If a doc file refers to a fixed position size, for example a CSS stylesheet, it typically uses an absolute
path (eg '/resources/main.css'). That's fine on the web, but not when you read it on a hard disk, as there's
no notion of site root there.
The pathToRoot
property is created by the plugin to refer to the doc 'root' in a relative way. It is simply
a sequence of level
'../', where level
is the depth of the source file, calculated from the doc source directory.
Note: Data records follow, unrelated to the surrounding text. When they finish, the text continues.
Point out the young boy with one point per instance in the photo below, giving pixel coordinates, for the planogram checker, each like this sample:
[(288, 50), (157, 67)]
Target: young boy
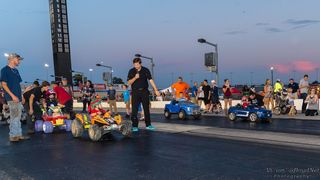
[(111, 93), (126, 99), (291, 98)]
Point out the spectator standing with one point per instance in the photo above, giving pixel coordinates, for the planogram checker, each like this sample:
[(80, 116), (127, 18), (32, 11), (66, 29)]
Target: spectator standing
[(268, 95), (33, 99), (278, 86), (206, 92), (111, 94), (180, 87), (295, 87), (227, 95), (126, 99), (304, 88), (194, 92), (200, 94), (214, 94), (87, 95), (138, 78), (10, 81), (312, 101), (64, 98), (66, 86)]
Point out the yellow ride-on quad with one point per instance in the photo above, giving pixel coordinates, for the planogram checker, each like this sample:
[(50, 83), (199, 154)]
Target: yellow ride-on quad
[(100, 125)]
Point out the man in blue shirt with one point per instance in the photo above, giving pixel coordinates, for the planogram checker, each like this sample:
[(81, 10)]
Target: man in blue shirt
[(10, 81), (194, 94)]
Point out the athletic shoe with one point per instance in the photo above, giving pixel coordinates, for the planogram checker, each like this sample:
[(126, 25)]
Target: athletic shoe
[(135, 129), (14, 139), (141, 119), (24, 137), (151, 128)]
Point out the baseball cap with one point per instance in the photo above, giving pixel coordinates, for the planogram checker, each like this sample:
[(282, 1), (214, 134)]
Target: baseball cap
[(14, 55)]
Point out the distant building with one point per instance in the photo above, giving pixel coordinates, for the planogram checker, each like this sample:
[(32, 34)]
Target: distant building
[(60, 39)]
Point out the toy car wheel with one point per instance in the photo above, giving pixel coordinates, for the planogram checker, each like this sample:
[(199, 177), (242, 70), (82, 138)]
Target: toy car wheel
[(197, 117), (68, 124), (232, 116), (47, 127), (268, 120), (126, 128), (167, 114), (95, 132), (76, 128), (182, 115), (277, 110), (285, 110), (253, 117), (38, 125)]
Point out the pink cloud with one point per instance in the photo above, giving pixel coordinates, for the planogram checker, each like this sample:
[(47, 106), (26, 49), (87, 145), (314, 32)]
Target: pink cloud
[(298, 65), (304, 66), (282, 68)]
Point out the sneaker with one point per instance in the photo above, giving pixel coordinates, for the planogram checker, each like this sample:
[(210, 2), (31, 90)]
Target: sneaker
[(151, 128), (30, 131), (23, 137), (14, 139), (135, 129), (141, 119)]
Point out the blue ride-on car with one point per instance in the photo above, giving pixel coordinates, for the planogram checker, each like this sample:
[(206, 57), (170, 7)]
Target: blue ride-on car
[(252, 112), (183, 109)]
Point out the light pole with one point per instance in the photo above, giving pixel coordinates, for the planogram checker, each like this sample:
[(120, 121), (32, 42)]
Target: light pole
[(294, 74), (82, 74), (152, 63), (60, 77), (90, 70), (191, 76), (271, 70), (216, 50), (101, 65), (172, 75), (251, 78), (47, 68), (40, 79)]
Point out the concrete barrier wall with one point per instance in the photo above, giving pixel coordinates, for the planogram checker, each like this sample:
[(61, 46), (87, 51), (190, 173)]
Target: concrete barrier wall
[(161, 104)]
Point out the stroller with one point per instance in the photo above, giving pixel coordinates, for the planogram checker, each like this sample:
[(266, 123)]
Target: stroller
[(282, 105)]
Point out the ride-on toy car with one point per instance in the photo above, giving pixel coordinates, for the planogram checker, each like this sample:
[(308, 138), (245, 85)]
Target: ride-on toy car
[(100, 125), (54, 119), (251, 112), (183, 109)]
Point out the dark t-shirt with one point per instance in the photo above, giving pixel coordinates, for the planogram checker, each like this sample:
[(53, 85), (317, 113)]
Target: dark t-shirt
[(13, 79), (214, 94), (112, 94), (194, 91), (294, 86), (228, 91), (142, 82), (37, 94), (206, 90)]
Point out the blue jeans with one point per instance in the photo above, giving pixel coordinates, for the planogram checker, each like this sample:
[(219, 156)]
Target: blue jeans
[(15, 117), (304, 105)]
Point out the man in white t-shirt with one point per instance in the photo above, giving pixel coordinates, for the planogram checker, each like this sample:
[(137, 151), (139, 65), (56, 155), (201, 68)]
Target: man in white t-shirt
[(304, 88)]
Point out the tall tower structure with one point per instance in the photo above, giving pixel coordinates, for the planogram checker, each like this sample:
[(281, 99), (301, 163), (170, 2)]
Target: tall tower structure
[(60, 39)]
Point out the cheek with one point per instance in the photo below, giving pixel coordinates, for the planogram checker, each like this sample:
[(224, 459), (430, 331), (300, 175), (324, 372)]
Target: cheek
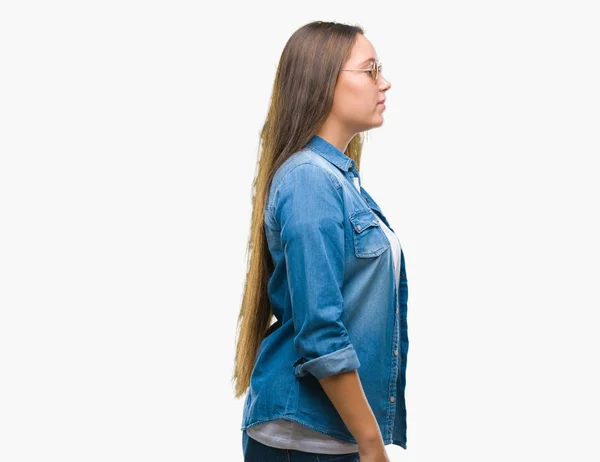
[(354, 102)]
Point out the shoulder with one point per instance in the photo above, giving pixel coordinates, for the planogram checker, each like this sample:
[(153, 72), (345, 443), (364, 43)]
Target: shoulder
[(305, 165)]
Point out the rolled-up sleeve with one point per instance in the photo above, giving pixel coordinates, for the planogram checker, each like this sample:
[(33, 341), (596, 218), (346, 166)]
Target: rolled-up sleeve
[(310, 212)]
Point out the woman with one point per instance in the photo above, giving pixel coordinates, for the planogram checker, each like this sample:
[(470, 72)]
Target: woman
[(326, 380)]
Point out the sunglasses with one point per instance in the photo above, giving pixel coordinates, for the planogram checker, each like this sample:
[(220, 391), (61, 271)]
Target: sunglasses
[(374, 70)]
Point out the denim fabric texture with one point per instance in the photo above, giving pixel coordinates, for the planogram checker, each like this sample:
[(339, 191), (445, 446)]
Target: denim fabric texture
[(255, 451), (334, 295)]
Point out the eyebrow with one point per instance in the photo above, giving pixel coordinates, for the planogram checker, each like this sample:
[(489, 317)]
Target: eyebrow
[(367, 61)]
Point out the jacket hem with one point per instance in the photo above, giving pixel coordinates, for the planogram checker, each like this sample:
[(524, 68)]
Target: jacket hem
[(325, 431)]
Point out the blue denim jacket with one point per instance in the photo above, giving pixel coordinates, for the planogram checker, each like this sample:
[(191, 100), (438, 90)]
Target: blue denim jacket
[(335, 297)]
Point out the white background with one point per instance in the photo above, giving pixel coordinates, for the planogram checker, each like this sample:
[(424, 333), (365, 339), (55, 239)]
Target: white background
[(128, 141)]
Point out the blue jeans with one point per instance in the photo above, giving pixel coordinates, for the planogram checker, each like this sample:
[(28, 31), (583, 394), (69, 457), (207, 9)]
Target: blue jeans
[(255, 451)]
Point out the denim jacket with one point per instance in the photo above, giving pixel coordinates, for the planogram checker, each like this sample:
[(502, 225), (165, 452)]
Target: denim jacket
[(333, 292)]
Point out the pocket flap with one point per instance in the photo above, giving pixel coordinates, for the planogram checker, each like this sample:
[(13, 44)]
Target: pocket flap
[(362, 219)]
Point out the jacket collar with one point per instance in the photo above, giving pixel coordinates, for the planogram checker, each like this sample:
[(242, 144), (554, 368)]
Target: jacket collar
[(330, 152)]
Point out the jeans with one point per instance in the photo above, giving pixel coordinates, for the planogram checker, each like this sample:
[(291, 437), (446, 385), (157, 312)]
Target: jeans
[(255, 451)]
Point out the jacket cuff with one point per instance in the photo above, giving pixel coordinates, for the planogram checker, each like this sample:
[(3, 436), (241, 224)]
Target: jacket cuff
[(342, 360)]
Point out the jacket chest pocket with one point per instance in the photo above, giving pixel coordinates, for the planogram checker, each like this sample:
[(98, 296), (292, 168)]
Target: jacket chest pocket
[(369, 239)]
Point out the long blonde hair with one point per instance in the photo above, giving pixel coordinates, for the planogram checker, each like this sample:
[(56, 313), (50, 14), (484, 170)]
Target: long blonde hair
[(301, 100)]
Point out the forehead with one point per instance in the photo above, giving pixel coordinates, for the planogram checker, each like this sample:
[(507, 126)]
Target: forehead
[(362, 51)]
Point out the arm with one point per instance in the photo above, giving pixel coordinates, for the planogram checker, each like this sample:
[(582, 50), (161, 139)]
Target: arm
[(310, 211)]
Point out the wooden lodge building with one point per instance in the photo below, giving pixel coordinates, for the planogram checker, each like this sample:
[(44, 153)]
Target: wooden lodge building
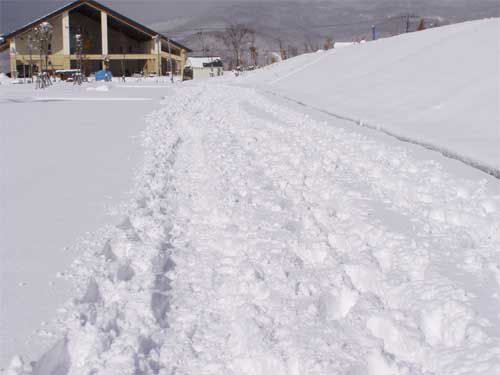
[(108, 40)]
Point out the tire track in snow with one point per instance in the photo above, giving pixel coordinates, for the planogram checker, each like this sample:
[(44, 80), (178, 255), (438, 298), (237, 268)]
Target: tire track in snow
[(262, 242)]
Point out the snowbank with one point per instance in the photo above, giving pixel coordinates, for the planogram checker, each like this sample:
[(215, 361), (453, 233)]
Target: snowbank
[(438, 88), (261, 241)]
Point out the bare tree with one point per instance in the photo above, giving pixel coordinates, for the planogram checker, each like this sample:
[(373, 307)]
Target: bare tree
[(234, 37)]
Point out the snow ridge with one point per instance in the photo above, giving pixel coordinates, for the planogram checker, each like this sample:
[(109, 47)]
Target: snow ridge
[(264, 242), (484, 167)]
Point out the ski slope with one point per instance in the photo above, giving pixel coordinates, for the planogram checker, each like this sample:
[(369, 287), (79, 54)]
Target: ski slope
[(67, 156), (263, 241), (265, 237), (439, 88)]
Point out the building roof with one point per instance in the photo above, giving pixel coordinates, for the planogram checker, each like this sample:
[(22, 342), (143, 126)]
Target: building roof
[(95, 4), (201, 62)]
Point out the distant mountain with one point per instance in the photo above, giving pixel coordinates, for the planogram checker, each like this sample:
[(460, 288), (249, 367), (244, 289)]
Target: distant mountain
[(304, 25)]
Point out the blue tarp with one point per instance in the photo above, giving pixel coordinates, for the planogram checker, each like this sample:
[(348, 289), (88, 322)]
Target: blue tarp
[(103, 75)]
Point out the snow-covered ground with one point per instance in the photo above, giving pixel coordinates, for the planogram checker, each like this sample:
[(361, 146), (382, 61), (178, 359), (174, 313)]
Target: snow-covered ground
[(67, 155), (439, 88), (267, 237)]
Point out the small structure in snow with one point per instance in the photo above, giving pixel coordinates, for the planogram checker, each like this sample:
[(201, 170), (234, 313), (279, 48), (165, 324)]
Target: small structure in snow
[(203, 67)]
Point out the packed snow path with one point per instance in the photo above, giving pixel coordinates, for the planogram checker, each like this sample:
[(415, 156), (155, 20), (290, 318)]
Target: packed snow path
[(264, 242)]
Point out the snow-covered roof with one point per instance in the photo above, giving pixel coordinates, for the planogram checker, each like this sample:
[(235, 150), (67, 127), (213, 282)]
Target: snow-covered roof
[(76, 3), (200, 62)]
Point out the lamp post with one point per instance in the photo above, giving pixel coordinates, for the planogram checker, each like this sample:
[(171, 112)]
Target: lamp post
[(157, 40)]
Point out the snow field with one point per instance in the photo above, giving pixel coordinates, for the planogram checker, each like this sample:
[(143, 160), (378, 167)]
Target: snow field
[(262, 241), (438, 88)]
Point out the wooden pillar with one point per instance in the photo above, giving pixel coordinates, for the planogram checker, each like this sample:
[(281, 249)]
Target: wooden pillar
[(183, 61), (104, 33), (66, 40), (13, 58)]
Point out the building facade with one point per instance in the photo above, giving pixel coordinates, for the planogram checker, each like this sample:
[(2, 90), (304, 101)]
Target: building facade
[(92, 36)]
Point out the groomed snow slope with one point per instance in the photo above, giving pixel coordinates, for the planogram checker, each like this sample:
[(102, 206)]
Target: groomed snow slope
[(262, 241), (439, 88)]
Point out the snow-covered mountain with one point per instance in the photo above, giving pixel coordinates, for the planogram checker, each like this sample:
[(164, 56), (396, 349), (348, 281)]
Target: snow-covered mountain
[(270, 233), (435, 87)]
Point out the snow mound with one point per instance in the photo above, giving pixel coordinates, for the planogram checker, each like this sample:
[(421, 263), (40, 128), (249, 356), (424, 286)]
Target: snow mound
[(438, 88), (261, 241), (102, 88)]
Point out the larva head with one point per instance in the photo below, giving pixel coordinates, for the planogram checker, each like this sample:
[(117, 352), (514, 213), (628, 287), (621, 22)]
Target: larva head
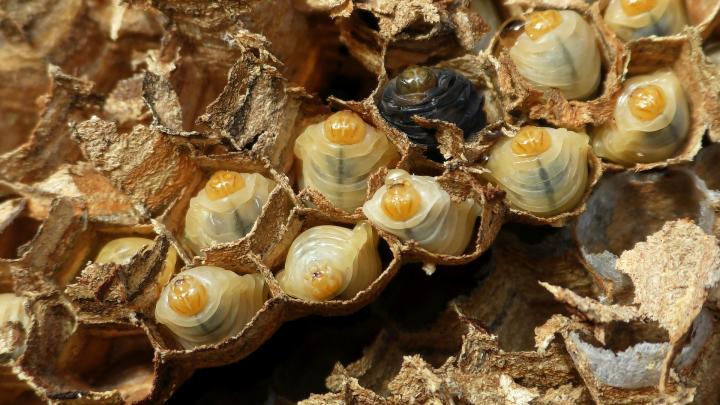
[(344, 128), (401, 200), (187, 295), (647, 102), (539, 23), (530, 141), (323, 281), (637, 7), (223, 183), (416, 79)]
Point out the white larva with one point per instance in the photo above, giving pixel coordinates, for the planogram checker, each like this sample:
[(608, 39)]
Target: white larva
[(638, 19), (339, 154), (651, 121), (417, 208), (558, 49), (544, 171), (208, 304), (226, 209), (331, 262)]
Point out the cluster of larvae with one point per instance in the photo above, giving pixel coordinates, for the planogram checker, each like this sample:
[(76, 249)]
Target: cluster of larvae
[(545, 170), (408, 206)]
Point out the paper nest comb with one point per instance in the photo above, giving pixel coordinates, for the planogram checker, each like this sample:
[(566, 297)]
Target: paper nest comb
[(114, 114)]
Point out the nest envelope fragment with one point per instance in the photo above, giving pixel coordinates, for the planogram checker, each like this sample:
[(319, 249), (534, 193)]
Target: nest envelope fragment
[(117, 114)]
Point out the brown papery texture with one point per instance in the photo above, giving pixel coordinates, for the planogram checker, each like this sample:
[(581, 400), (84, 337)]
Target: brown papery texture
[(115, 114)]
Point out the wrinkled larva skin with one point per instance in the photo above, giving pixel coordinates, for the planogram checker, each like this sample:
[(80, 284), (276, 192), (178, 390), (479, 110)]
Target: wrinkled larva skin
[(434, 221), (340, 171), (545, 179), (211, 221), (227, 304), (661, 18), (563, 56), (331, 262), (630, 139), (453, 99)]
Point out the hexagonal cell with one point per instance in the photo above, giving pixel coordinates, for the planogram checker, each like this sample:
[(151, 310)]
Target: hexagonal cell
[(314, 245), (238, 205), (109, 357)]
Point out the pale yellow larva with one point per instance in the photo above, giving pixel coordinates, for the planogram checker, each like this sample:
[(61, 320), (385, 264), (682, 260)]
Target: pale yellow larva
[(331, 262), (417, 208), (558, 49), (544, 171), (208, 304), (226, 209), (650, 122), (339, 154)]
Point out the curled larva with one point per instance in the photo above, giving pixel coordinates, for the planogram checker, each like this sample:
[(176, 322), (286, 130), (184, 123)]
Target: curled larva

In our example, the fixed-position CSS file is refered to by href="${pathToRoot}resources/main.css"
;
the groovy SimpleTemplateEngine will bind it to the plugin-provided value because of .make(["pathToRoot":env.pathToRoot,...
.
So when it compiles some <doc>/a/b/c.md
file, the output file href will be href="../../resources/main.css"
,
which is exactly what we need.
htmlContent (String) : the markdown input, translated to HTML.
level (int)
: depth of source file, relative to sourceDir
directory (0 for sourceDir).
pathToRoot (String)
: contains a sequence of level
'../'. It is useful to create path to the root directory, whatever the doc file depth.
See customizing.
sourceDir (Groovy File)
: Source directory, $projectDir/doc
by default.
outputDir (Groovy File)
: directory where the files will be copied or translated, $buildDir/gen-doc
by default.
htmlConfig (org.jpragey.cmarkplugin.HtmlConfig) : output HTML customizer. If null (by default), very simple HTML pages will be created. See customizing.
cmarkExtensions (List<org.commonmark.Extension>) : List of java-commonmark extension (eg if you need tables). See extensions.